Ewald Dötsch, Torsten Werner
Tz. 301
Stand: EL 84 – ET: 08/2015
§ 20 Abs 4a S 4 EStG regelt eine Vereinfachung der Besteuerung beim Erwerb von Bezugsrechten. Bezugsrechte berechtigen den AE iRe Kap-Erhöhung gegen Einlage zum Bezug neuer Anteile gegen Zuzahlung entspr seiner bisherigen Beteiligung am Grund-/Stammkap der Kap-Ges (s § 186 Abs 1 AktG, § 55 GmbHG). Durch den Beschl, das Kap zu erhöhen und in entspr Umfang neue Aktien auszugeben, wird die Zahl der am Vermögen, am Gewinn und an den inzwischen gebildeten Reserven beteiligten Anteilsrechte erhöht. Werden die neuen Aktien, wie das die Regel ist, unter dem den inneren Wert der Aktien verkörpernden Kurswert der alten Aktien ausgegeben, so erwirbt der Inhaber der neuen Aktien, die diesen entspr dem Nennwert der neuen Aktien gleichberechtigt an der AG beteiligen, auch einen Anteil an den stillen Reserven, der in derselben Höhe aus der Substanz der alten Aktie ausscheidet (s Urt des BFH v 06.12.1968, BStBl II 1969, 105). Nach der sog Abspaltungstheorie ist das Bezugsrecht ein von der Substanz der Altanteile abgespaltenes Recht. Das Bezugsrecht verkörpert einen Teil der Substanz der Kap-Ges, die bis dahin allein durch die Altanteile repräsentiert wurden. Das gilt sinngem für GmbH-Anteile. Weiter s § 17 EStG Tz 172 ff.

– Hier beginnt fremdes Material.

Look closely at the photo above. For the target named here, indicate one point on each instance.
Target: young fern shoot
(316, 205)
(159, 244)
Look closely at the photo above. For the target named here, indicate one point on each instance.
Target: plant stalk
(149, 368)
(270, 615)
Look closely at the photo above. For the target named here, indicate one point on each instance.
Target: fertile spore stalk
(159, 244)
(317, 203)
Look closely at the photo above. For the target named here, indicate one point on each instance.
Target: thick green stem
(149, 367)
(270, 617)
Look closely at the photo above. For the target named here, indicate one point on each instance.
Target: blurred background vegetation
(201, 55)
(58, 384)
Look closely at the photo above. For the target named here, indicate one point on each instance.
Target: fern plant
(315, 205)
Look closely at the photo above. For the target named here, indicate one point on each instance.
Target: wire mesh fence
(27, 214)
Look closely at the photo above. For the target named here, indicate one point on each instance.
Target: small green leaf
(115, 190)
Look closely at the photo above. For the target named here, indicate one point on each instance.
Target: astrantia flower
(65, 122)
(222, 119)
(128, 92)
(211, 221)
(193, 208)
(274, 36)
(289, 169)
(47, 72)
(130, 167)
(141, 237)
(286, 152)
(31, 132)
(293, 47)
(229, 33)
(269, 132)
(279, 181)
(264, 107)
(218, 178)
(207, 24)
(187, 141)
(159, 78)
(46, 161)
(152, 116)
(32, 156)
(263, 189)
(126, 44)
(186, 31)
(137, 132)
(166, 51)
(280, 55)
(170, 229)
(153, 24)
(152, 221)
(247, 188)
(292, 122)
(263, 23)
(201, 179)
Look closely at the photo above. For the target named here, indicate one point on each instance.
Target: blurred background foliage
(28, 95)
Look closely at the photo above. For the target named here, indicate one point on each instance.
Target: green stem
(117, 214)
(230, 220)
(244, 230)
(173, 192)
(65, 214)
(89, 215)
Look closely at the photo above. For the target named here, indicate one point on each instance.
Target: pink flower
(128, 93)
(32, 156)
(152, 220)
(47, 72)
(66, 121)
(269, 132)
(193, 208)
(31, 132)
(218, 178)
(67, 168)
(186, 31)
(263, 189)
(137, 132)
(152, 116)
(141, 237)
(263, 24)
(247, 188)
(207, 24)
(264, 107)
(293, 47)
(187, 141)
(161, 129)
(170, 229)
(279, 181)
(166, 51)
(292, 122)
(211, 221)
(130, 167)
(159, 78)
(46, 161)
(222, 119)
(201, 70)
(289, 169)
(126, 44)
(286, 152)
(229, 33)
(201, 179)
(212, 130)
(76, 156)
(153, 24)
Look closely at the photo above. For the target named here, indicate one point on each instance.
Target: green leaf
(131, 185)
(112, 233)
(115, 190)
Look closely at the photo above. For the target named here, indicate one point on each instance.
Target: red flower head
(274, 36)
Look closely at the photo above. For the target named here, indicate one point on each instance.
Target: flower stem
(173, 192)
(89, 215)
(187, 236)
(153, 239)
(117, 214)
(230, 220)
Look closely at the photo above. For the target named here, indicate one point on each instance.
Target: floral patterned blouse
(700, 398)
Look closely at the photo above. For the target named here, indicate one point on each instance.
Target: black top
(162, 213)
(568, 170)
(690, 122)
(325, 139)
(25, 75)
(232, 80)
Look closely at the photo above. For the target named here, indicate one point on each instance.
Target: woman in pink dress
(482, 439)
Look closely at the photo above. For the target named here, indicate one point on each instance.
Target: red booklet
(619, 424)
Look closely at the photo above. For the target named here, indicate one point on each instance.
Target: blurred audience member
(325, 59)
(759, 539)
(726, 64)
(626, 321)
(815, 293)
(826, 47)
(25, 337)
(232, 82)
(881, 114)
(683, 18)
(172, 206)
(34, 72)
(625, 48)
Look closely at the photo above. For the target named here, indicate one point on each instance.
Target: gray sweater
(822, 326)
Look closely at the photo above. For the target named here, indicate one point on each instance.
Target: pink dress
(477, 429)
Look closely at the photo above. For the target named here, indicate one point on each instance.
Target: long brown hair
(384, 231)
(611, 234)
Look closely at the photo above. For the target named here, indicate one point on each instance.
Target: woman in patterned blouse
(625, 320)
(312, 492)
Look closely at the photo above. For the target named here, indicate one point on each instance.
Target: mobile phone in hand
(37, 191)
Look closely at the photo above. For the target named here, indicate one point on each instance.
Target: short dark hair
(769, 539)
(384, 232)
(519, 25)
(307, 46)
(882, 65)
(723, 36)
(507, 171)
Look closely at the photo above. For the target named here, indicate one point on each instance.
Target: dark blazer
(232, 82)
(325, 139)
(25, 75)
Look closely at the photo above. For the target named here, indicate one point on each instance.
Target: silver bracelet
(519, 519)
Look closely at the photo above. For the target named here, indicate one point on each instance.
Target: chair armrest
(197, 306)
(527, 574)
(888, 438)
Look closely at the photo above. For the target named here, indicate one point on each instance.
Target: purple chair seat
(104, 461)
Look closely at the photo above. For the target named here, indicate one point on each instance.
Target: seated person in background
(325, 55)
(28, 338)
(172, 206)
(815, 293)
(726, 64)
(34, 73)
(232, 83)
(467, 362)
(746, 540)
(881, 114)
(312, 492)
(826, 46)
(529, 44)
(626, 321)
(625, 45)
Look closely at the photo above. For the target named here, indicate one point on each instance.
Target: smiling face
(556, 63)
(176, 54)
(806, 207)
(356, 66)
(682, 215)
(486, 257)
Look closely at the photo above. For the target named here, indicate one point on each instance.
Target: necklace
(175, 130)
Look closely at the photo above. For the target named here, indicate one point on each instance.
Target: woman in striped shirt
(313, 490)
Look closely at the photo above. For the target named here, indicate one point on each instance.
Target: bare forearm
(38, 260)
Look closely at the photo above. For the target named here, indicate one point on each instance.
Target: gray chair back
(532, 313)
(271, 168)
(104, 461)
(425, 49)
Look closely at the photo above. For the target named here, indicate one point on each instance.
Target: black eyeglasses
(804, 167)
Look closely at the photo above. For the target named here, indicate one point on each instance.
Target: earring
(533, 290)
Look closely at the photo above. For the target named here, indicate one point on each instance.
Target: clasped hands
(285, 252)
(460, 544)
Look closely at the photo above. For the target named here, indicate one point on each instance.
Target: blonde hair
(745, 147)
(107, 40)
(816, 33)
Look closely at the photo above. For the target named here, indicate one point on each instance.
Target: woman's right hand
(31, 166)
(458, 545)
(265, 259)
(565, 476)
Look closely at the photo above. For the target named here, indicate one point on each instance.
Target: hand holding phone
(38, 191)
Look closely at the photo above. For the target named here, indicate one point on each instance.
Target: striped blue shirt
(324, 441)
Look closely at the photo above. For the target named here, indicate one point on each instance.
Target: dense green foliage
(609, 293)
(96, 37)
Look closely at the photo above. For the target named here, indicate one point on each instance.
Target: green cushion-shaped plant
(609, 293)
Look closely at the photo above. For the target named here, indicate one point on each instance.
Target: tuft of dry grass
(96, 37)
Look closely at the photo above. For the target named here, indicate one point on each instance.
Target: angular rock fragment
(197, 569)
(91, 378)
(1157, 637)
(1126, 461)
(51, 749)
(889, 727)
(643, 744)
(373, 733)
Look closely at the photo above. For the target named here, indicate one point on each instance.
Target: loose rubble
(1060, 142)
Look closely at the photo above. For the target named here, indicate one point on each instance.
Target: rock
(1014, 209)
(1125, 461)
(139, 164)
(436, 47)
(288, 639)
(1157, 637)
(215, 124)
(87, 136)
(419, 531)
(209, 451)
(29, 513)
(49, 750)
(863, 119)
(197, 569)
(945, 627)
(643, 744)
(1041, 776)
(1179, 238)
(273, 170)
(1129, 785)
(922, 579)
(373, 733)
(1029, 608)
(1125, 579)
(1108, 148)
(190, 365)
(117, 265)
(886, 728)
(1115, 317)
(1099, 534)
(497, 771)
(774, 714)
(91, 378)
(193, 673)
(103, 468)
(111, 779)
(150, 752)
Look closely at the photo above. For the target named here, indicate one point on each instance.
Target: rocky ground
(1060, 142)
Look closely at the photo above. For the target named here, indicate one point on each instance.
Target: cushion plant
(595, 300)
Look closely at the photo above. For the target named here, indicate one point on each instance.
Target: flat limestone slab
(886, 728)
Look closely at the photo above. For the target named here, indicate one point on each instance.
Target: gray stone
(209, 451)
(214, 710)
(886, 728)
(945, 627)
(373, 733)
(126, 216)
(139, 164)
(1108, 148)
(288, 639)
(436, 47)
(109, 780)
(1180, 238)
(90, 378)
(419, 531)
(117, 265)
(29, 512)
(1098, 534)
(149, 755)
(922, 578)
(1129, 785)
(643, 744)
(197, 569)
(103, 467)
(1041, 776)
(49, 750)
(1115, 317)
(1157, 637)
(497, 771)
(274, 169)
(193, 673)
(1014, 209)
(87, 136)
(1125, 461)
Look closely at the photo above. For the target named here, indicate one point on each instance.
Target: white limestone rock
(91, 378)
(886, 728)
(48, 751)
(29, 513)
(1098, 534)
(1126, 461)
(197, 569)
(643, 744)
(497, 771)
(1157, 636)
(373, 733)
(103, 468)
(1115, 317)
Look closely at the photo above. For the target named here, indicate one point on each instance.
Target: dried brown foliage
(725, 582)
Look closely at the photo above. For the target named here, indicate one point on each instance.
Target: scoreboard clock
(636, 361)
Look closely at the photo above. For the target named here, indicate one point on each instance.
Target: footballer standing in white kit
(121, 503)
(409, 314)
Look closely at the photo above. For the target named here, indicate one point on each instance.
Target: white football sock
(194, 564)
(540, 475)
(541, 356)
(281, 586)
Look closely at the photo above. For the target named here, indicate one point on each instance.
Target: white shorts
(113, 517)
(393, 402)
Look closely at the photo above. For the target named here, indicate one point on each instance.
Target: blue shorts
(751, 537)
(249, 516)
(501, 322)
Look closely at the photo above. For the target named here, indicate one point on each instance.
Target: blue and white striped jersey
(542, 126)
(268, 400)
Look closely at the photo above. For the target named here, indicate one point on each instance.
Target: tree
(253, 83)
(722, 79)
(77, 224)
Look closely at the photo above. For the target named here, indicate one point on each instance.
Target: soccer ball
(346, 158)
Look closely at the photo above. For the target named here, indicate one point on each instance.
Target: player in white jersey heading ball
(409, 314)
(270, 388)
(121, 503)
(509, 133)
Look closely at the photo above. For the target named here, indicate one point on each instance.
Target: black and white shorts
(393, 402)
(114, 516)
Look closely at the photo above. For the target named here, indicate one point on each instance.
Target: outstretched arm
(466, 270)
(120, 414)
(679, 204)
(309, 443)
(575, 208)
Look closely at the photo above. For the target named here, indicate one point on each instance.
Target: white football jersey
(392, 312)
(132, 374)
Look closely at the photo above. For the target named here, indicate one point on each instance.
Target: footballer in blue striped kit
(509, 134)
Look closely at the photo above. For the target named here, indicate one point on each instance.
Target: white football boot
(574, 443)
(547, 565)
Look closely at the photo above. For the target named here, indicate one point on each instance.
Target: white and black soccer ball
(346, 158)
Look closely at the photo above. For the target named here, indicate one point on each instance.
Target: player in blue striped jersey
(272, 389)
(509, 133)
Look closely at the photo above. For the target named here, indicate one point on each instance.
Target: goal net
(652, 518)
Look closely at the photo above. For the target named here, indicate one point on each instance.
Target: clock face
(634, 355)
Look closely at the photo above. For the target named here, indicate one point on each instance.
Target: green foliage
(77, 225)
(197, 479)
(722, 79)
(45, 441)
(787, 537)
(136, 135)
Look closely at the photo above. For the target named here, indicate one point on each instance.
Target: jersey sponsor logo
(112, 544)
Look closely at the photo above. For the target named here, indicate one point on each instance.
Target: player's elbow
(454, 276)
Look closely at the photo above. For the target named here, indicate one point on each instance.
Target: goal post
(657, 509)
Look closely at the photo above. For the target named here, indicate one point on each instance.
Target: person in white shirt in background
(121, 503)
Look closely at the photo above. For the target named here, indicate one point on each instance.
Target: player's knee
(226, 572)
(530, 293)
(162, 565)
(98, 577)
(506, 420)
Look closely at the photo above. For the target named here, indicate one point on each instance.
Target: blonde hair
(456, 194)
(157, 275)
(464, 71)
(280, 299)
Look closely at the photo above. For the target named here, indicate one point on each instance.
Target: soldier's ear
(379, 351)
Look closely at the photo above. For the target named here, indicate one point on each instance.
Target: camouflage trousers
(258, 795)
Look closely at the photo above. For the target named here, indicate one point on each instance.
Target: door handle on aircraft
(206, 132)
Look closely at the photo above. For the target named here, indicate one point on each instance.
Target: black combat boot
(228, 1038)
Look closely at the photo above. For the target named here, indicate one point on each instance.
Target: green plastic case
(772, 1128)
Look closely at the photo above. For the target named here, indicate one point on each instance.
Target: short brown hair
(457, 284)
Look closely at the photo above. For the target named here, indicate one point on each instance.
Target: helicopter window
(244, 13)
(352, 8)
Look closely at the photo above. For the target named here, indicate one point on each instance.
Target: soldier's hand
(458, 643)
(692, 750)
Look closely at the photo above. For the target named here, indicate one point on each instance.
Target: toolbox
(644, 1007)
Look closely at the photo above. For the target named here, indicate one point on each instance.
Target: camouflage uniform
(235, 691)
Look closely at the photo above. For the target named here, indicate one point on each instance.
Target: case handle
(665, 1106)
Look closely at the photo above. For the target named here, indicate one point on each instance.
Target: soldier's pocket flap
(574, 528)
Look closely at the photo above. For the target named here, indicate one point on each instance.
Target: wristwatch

Der BFH hat mit dem Urt v 06.12.1968 (BStBl II 1969, 105) und seither in ständiger Rspr entschieden, dass bei der Gewährung eines günstigen Bezugsrechts auf die Altanteile die AK der Altanteile nach der sog Gesamtwertmethode auf die Altanteile und das abgespaltene Bezugsrecht aufzuteilen sind (s § 17 EStG Tz 353). Bei der Veräußerung des Bezugsrechts wurden bisher die anteiligen AK gewinnmindernd berücksichtigt (s Steinlein, DStR 2009, 509, 511). Wegen eines Bsp s Meilicke (DB 2009, 476).
Tz. 301a
Stand: EL 84 – ET: 08/2015
In der Ermittlung der Bezugsrechtswerte iRd StAbzugsverfahrens durch die Kreditinstitute hat der Gesetzgeber erhebliche Probleme gesehen, die ihn dazu veranlassten, für die mit den Bezugsrechten zusammenhängenden Kap-Maßnahmen eine praktikable Verfahrensweise einzuführen (s BT-Drs 16/10189, 50). Die Vorschrift des § 20 Abs 4a S 4 EStG sieht vor, dass bei der Veräußerung oder der Ausübung von Bezugsrechten, die nach § 186 AktG, § 55 GmbHG oder eines vergleichbaren ausl Rechts einen Anspruch auf Abschluss eines Zeichnungsvertrags begründen, der Teil der AK der Altanteile, der auf das Bezugsrecht entfällt, bei der Ermittlung des Gewinns nach § 20 Abs 4 S 1 EStG mit null Euro angesetzt wird. Dies führt dazu, dass der Veräußerungspreis eines Bezugsrechts künftig dem Gewinn entspr. Die AK der Altanteile werden in der bisherigen Höhe fortgeführt. Diese Rechtsfolge tritt unabhängig von dem Zeitpunkt der Anschaffung der Altanteile ein, dh die Regelung kommt auch dann zur Anwendung, wenn der Erwerb der dem Bezugsrecht zugrunde liegenden Altanteile vor dem 01.01.2009 erfolgt ist (s Schr des BMF v 09.10.2012, BStBl I 2012, 953 Rn 108). Dies ergibt sich aus der Übergangsregelung des § 52 Abs 28 S 11 EStG.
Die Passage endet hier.